While these points may be brief, we feel they offer some insight into the current state of the multifamily marketplace:

At this time we now have 13mm more jobs than we had at the peak of 2007 which will add to overall economic stability. This equates to 9 years of adding jobs which is a record. This year will see a slowdown in job growth but it is partly driven by the labor shortage. Now there are 1.2mm more jobs than people looking for work - finding qualified personnel is very hard. (see chart below) People are employed and making $. Exports are expected to slow down/taper as much of the world goes into slowdown, along with the current trade challenges. It is likely that Trump will signal trade agreements with China etc to come into play over the next 12 months to coincide with reelection.

10 year UST will come down further. The Fed tried to curb inflation starting over a year ago, which was poorly timed and unnecessary, basicaly in our opinion it was a waste of policy efforts.

Overall lending has tightened over last few years which has reduced risk of over leverage and over development. Capital is available, just need to be creative with sources. Market rate properties have seen a paring down of agency lending recently.

Treasury rates are volatile - any good news makes rates jump quickly…of course they always move slower to the downside as the markets more quickly reflect the positive economics in this stage of the economic news cycle.

There are clearly pockets of overdevelopment risk in some select tier 1 markets. Workforce housing vacancy rates remain low, however, and are expected to remain there due to lack of development in that space.

Apartment Notes

Buyer demand remains strong in this current environemtn with little competition for higher yielding opportunities with similar risk profile.

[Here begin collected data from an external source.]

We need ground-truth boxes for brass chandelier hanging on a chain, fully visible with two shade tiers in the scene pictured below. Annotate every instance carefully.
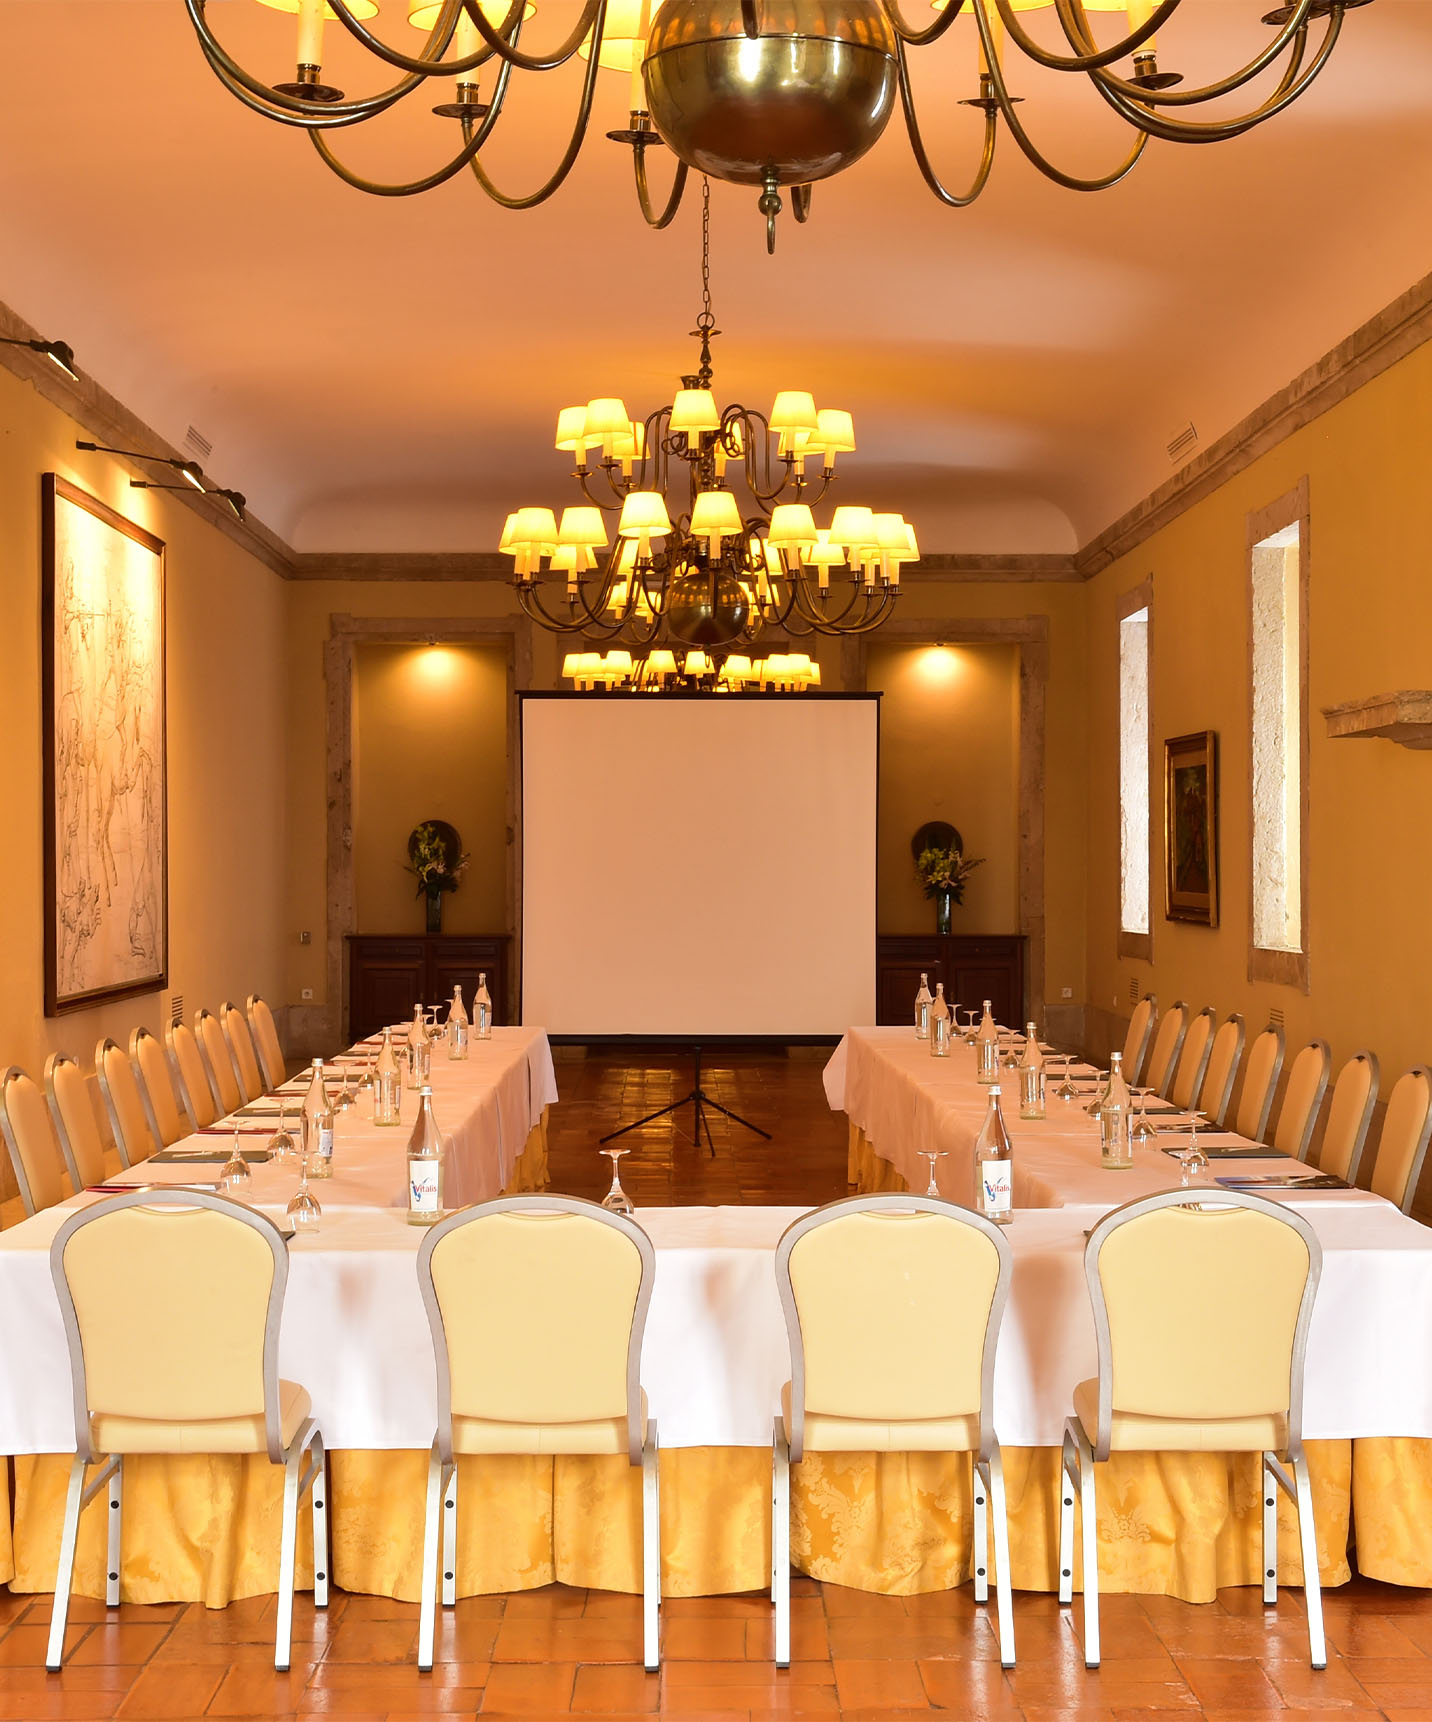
[499,181,919,650]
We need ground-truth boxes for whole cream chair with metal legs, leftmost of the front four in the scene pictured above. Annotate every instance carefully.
[45,1188,329,1669]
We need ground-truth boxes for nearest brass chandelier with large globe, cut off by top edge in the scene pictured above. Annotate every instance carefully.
[184,0,1368,248]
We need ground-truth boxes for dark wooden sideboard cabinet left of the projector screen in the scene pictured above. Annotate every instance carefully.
[348,933,513,1040]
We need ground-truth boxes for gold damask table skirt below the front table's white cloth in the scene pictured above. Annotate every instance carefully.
[12,1440,1432,1607]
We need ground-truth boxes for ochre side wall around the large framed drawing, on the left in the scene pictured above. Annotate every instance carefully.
[0,370,287,1193]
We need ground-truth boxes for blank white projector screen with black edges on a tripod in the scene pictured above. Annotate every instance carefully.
[522,694,880,1040]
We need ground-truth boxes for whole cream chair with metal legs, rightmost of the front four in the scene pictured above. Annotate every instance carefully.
[1059,1190,1327,1669]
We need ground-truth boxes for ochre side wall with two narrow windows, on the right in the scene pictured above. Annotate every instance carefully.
[1088,346,1432,1188]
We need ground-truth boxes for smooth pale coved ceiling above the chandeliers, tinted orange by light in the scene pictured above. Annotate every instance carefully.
[0,0,1432,553]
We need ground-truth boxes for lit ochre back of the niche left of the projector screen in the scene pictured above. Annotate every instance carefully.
[353,644,508,933]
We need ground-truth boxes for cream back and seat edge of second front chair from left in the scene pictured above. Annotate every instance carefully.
[418,1195,656,1464]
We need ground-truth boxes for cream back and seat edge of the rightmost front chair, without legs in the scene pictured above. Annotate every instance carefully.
[1084,1190,1322,1457]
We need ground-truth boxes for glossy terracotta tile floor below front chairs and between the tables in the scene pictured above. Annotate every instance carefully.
[0,1050,1432,1722]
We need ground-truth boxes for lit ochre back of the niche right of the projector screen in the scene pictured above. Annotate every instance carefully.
[866,644,1019,933]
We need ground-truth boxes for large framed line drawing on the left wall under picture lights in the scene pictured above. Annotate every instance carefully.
[40,472,169,1016]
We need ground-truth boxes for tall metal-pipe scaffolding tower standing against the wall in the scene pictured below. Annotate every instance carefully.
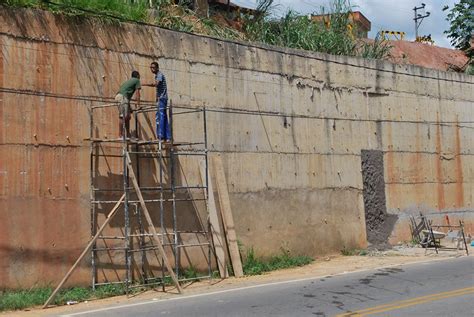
[90,101,212,293]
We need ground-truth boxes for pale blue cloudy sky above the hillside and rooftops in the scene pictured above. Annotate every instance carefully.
[232,0,458,48]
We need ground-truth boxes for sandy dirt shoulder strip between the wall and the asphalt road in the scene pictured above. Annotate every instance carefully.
[0,245,474,317]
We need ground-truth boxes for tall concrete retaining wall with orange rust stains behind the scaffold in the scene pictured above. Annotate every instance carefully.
[0,8,474,287]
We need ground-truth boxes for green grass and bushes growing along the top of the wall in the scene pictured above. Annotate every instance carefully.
[6,0,391,58]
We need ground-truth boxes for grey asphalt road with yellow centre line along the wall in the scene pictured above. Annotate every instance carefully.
[57,257,474,317]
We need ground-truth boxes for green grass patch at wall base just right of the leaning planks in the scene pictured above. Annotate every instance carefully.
[243,248,314,275]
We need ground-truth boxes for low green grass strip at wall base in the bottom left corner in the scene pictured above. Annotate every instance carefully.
[0,285,125,311]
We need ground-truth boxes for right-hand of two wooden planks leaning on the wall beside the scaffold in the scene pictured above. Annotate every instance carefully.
[213,155,244,277]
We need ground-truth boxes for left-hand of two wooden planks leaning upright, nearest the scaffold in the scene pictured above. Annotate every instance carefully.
[199,160,229,278]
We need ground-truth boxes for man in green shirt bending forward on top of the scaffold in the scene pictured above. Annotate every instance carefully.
[115,70,142,138]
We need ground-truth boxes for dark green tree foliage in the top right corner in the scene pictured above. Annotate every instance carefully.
[443,0,474,58]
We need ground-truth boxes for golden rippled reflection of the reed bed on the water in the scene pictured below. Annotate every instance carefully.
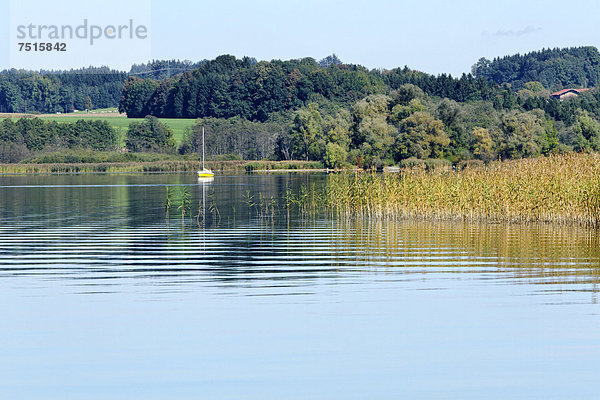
[338,221,600,285]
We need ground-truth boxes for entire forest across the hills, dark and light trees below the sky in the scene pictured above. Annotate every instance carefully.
[0,47,600,168]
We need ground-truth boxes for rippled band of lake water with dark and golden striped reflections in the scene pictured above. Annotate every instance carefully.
[0,211,600,302]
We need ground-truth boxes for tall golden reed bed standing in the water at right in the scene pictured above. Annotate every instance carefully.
[322,154,600,227]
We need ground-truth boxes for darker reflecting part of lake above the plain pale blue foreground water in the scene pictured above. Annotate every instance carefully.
[0,175,600,294]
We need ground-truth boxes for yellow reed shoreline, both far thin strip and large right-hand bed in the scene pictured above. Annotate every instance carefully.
[0,153,600,228]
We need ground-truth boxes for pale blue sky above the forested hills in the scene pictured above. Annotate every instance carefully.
[0,0,600,75]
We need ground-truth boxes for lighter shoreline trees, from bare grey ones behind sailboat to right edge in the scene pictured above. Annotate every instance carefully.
[179,84,600,168]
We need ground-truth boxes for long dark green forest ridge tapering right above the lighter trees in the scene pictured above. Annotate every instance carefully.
[119,56,516,121]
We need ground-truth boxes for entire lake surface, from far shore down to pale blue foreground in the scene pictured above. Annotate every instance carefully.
[0,174,600,400]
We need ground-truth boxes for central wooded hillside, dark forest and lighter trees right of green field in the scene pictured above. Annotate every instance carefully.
[115,51,600,167]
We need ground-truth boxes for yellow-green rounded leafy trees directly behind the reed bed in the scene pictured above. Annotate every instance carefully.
[272,84,564,167]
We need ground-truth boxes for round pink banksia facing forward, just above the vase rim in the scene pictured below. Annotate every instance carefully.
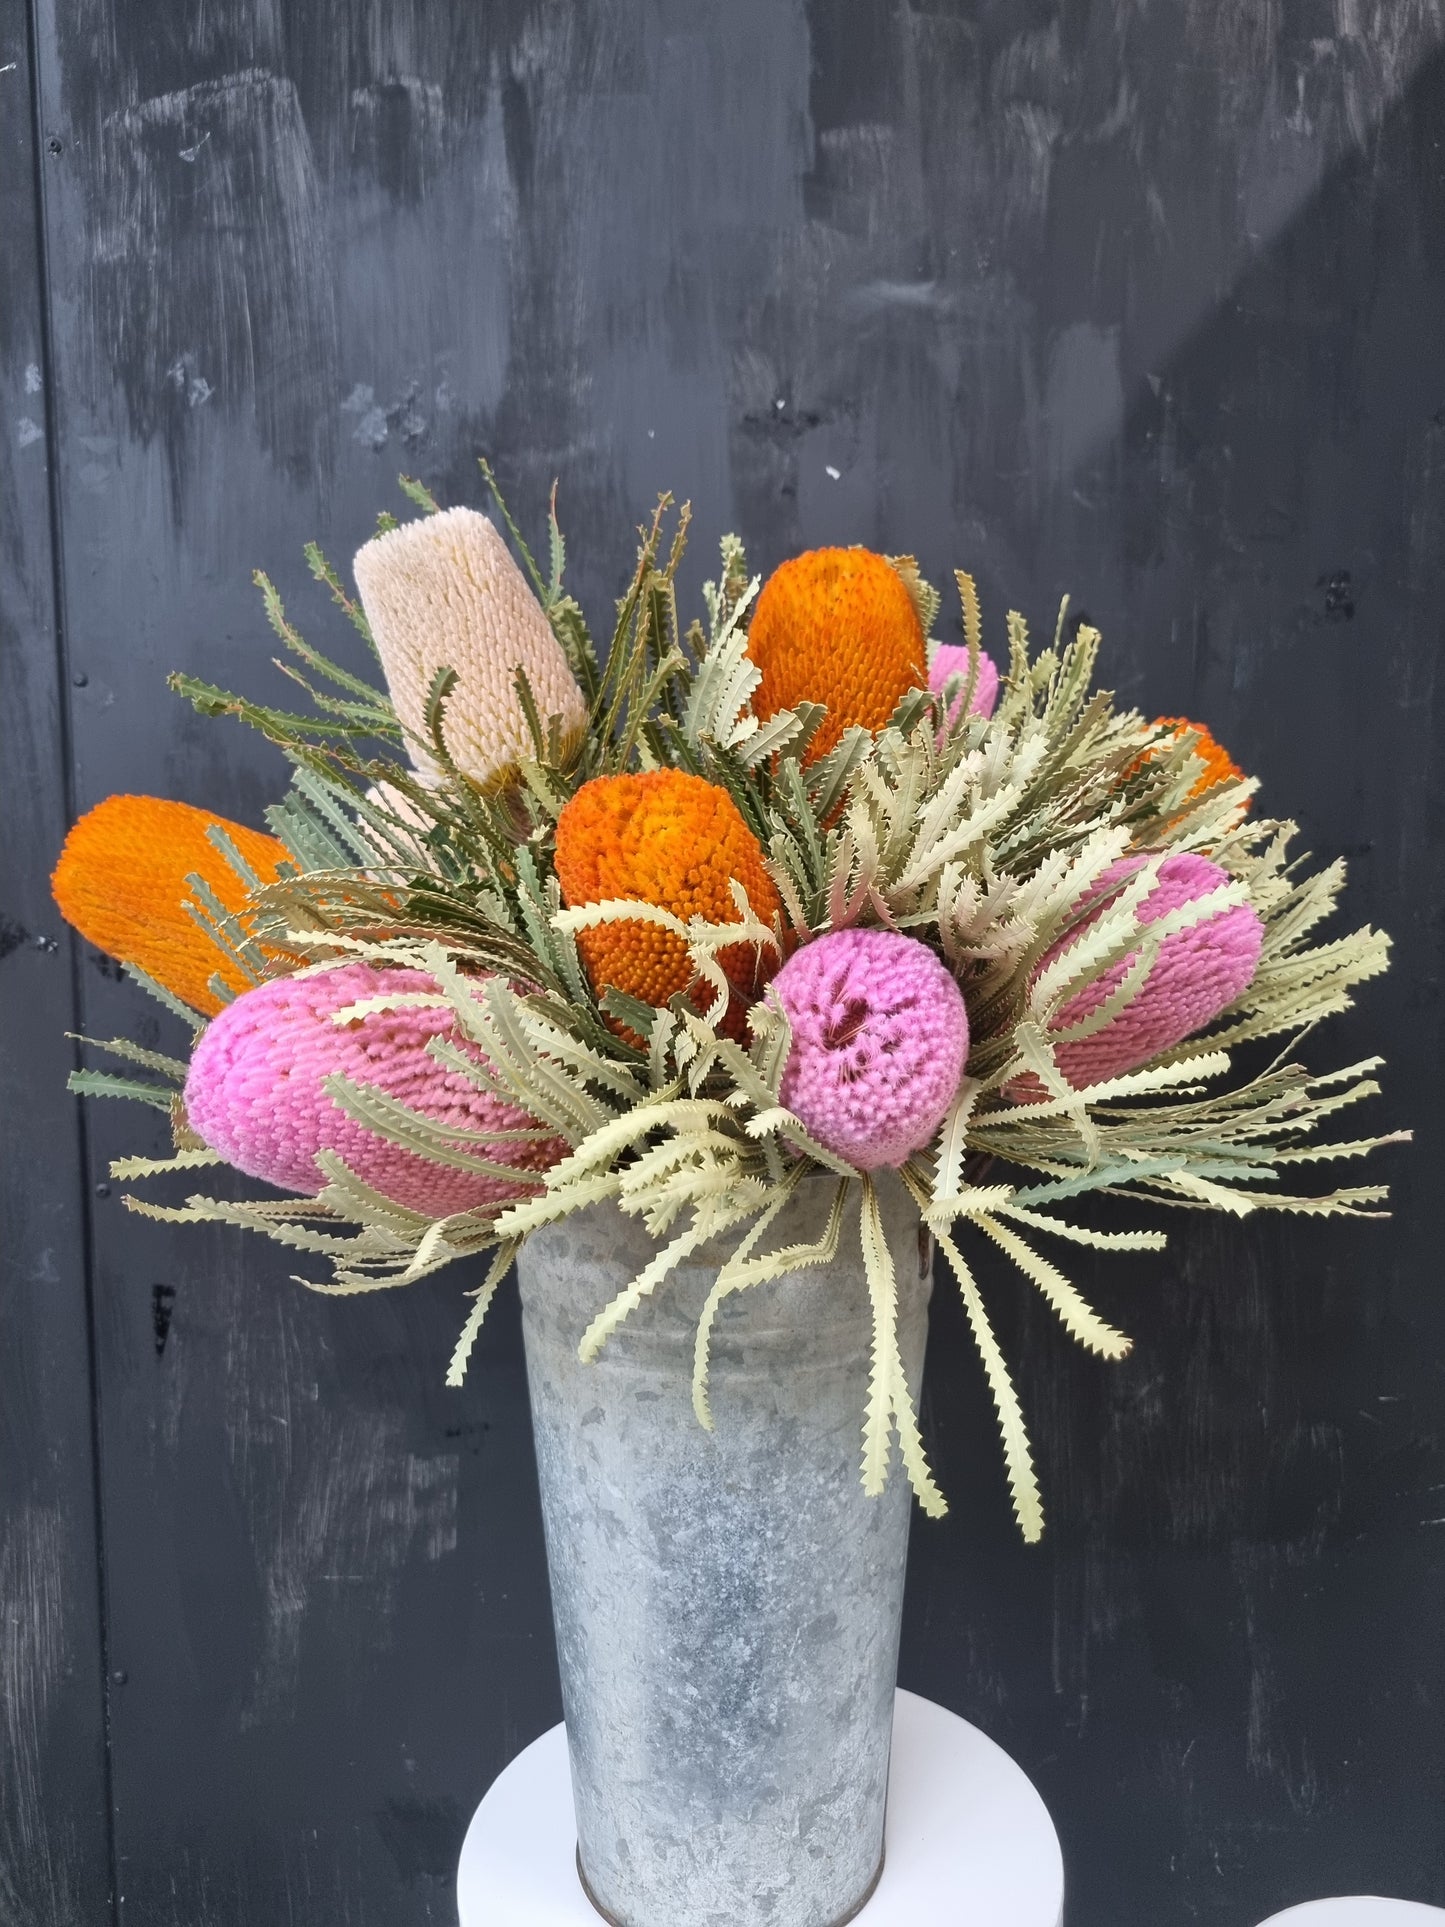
[773,929,969,1172]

1.635mm new households will be formed in 2019. 1.2MM units to be provided in multifamily space. The focus wil be on the Class A space and will meet that demand but not workforce housing. 50% of supply is in top 10 metros so most production is concentrated. There actually is supply reduction in many B&C workforce markets as those class of properties are taken down/redeveloped. This will lead to pressure on rents - stay away from locations where rent control can be expanded/implemented. Look at State of California as potential canary in the coal mine. Of course don't understand that rent control does not lead to any more supply. In US, Class C vacancy went from 7% to upper 3%. Working class families are earning more as they often now have 2 wage earners so can pay more rent - apartments should provide more services, improve those properties.

Lot of investors looking into self storage and triple net lease products if can’t find decent priced multifamily. Or move to tier 2 and 3 cities away from coasts to get higher cap rate.

Inverted yield curve is not indicative of recession in this case due to strength of economy, jobs, etc and inversion or close to it is being driven by trade issues not fundamental US economy. An all out trade war might lead to inflation but Trump doesn’t want that with election looming. 10 year is already headed higher - once again, the markets are looking for good news.

CRE spreads are at fairly wide levels when compared to historical. Look at cash flow and ROE when compared to alternatives and CRE is very attractive. Apartments are lowest yield due to lower risks when compared to Retail, Industrial, Office, Hospitality etc. Multifamily risk is much less than those other CRE sectors .

Distress housing / poor multifamily market conditions are unlikely due to sound underwriting; low interest rates = an opportunity; diversify across markets and sector/property types; timing the market is not a winning formula and never works - instead have solid strategy; Strong buyer demand for re-positioned assets.